Malloc and alignment

Question

As far as I know, every type - like int - can only be stored at memory addresses which start at a power of 2. Now my question is, how can malloc cope with this requirement? For instance, if I call

void * ptr;
ptr = malloc(8);

Then it is not obvious what I want to store in the given memory block of eight bytes. Is it therefore true that malloc always returns a starting address of the block which is located the largest power of 2 such that every standard type could be stored? If I misunderstand something, please feel free to correct me.

Answer 1

C 2018 7.22.3 specifies the behavior of the memory allocation routines and its paragraph 1 says “… The pointer returned if the allocation succeeds is suitably aligned so that it may be assigned to a pointer to any type of object with a fundamental alignment requirement…”

6.2.8 2 says:

… The alignment requirements of the following types shall be fundamental alignments:

• all atomic, qualified or unqualified basic types;

• all atomic, qualified or unqualified enumerated types;

• all atomic, qualified or unqualified pointer types;

• all array types whose element type has a fundamental alignment requirement;

• all types specified in Clause 7 as complete object types;

• all structure or union types all of whose elements have types with fundamental alignment requirements and none of whose elements have an alignment specifier specifying an alignment that is not a fundamental alignment.

6.2.5 14 says:

The type char, the signed and unsigned integer types, and the floating types are collectively called the basic types.

Answer 2

From man:

The malloc() and calloc() functions return a pointer to the allocated memory, which is suitably aligned for any built-in type.

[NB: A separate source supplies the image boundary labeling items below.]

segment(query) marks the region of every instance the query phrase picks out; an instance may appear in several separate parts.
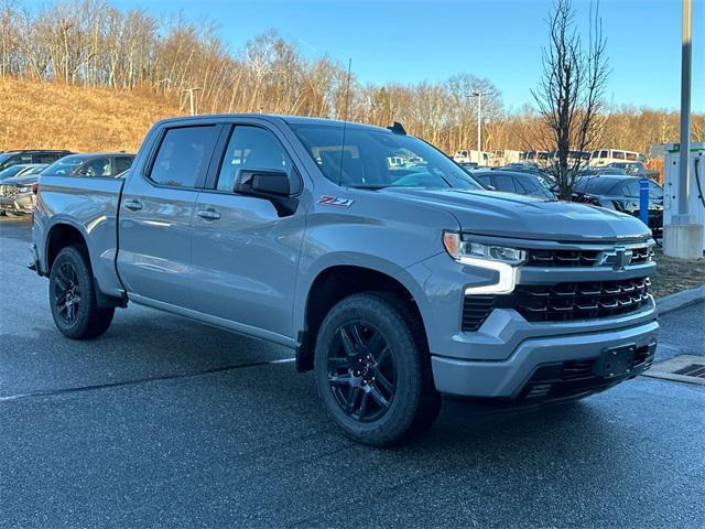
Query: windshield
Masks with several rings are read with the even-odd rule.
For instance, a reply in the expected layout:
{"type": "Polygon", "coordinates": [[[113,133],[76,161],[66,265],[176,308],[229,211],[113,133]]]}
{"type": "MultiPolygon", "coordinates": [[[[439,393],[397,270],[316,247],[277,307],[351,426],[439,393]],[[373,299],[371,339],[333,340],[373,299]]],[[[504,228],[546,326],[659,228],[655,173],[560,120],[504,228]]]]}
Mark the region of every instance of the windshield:
{"type": "Polygon", "coordinates": [[[0,180],[10,179],[22,171],[24,168],[26,168],[25,164],[10,165],[8,169],[0,171],[0,180]]]}
{"type": "Polygon", "coordinates": [[[324,176],[349,187],[482,190],[448,156],[417,138],[327,125],[292,127],[324,176]]]}
{"type": "Polygon", "coordinates": [[[574,190],[578,193],[609,193],[619,182],[623,180],[606,179],[604,176],[583,176],[575,182],[574,190]]]}
{"type": "Polygon", "coordinates": [[[86,160],[84,155],[73,155],[73,156],[64,156],[52,163],[48,168],[46,168],[42,174],[48,175],[63,175],[70,174],[80,163],[86,160]]]}

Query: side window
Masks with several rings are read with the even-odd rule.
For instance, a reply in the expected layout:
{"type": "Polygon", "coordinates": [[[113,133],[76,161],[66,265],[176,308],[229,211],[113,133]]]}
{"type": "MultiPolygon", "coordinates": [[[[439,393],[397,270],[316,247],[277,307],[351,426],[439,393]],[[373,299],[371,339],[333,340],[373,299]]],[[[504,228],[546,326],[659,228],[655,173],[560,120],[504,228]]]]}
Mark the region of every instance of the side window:
{"type": "Polygon", "coordinates": [[[61,158],[61,154],[34,154],[34,163],[53,163],[61,158]]]}
{"type": "Polygon", "coordinates": [[[109,176],[110,160],[107,158],[94,158],[88,160],[78,170],[79,176],[109,176]]]}
{"type": "Polygon", "coordinates": [[[639,182],[629,182],[625,185],[623,193],[630,197],[639,196],[639,182]]]}
{"type": "Polygon", "coordinates": [[[291,158],[269,130],[248,125],[235,127],[218,173],[218,191],[232,192],[242,169],[283,171],[290,179],[292,194],[301,191],[299,179],[292,179],[294,166],[291,158]]]}
{"type": "Polygon", "coordinates": [[[492,181],[490,180],[489,174],[480,173],[480,174],[473,174],[471,176],[485,186],[492,185],[492,181]]]}
{"type": "Polygon", "coordinates": [[[116,156],[113,159],[115,162],[115,175],[120,174],[123,171],[127,171],[132,166],[132,156],[116,156]]]}
{"type": "Polygon", "coordinates": [[[205,177],[218,127],[215,125],[169,129],[159,148],[150,180],[175,187],[195,187],[205,177]]]}
{"type": "Polygon", "coordinates": [[[508,174],[496,174],[495,186],[497,187],[497,191],[503,191],[506,193],[517,193],[517,187],[514,187],[514,179],[512,179],[508,174]]]}
{"type": "Polygon", "coordinates": [[[649,198],[652,201],[663,199],[663,190],[654,182],[649,182],[649,198]]]}

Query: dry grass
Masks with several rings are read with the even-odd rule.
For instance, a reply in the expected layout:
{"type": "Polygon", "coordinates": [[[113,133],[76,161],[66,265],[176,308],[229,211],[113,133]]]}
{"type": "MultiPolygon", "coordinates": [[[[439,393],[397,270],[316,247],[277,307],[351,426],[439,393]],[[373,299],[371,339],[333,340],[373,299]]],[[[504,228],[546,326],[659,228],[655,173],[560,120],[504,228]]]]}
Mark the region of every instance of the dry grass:
{"type": "Polygon", "coordinates": [[[0,79],[0,151],[135,152],[154,121],[178,114],[139,90],[0,79]]]}

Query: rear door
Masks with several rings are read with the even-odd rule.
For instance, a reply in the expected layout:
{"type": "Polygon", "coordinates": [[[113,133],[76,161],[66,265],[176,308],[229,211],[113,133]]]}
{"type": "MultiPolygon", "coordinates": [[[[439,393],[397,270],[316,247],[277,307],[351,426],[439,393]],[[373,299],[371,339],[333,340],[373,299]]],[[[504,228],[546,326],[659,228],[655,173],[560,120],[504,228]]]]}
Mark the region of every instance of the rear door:
{"type": "Polygon", "coordinates": [[[265,123],[236,121],[223,140],[221,160],[195,207],[194,306],[246,331],[292,337],[305,219],[295,195],[303,182],[285,138],[265,123]],[[235,193],[240,170],[284,171],[294,195],[289,207],[235,193]]]}
{"type": "Polygon", "coordinates": [[[118,271],[137,296],[191,307],[194,206],[220,125],[164,128],[120,202],[118,271]]]}

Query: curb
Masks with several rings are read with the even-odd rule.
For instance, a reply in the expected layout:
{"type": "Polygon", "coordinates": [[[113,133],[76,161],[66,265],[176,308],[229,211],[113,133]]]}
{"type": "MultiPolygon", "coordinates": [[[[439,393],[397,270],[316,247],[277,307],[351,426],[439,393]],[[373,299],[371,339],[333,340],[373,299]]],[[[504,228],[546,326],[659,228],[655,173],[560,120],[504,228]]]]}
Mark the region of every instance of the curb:
{"type": "Polygon", "coordinates": [[[659,315],[663,315],[703,300],[705,300],[705,284],[659,298],[657,306],[659,307],[659,315]]]}

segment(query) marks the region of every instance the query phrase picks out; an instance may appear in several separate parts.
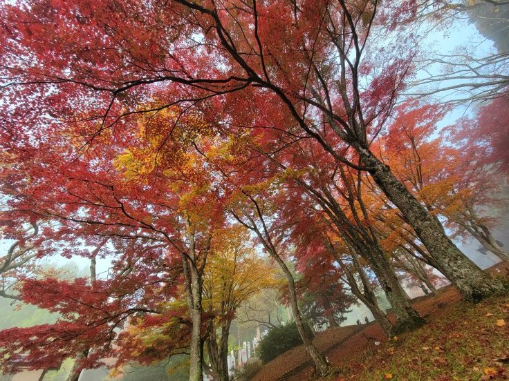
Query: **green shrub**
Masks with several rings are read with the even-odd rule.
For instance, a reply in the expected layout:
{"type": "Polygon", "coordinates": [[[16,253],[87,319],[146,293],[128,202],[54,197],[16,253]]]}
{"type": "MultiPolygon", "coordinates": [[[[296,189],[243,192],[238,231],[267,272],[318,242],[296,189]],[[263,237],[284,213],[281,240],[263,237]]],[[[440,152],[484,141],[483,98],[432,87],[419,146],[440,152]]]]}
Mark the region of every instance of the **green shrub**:
{"type": "Polygon", "coordinates": [[[234,381],[249,381],[263,367],[263,364],[259,358],[251,358],[242,367],[235,369],[232,379],[234,381]]]}
{"type": "MultiPolygon", "coordinates": [[[[306,326],[308,332],[312,333],[311,327],[306,326]]],[[[288,349],[302,344],[302,339],[297,329],[295,322],[288,322],[272,328],[260,341],[256,349],[257,355],[263,364],[284,353],[288,349]]]]}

So it will be aligned. I also want to add that you're mistaken that:

As far as I know, every type - like int - can only be stored at memory addresses which start at a power of 2.

Code below works fine on x86_64, but it will not work on ARM.

#include <stdio.h>


int main() {
    int a[3];
    a[0] = a[1] = a[2] = 0;
    int *b = 1 + (void *)&a[1];
    *b = 6;
    printf("%x %x %x", a[0], a[1], a[2]);
}

As you can see, the pointer is not aligned to 4 bytes, but it will work.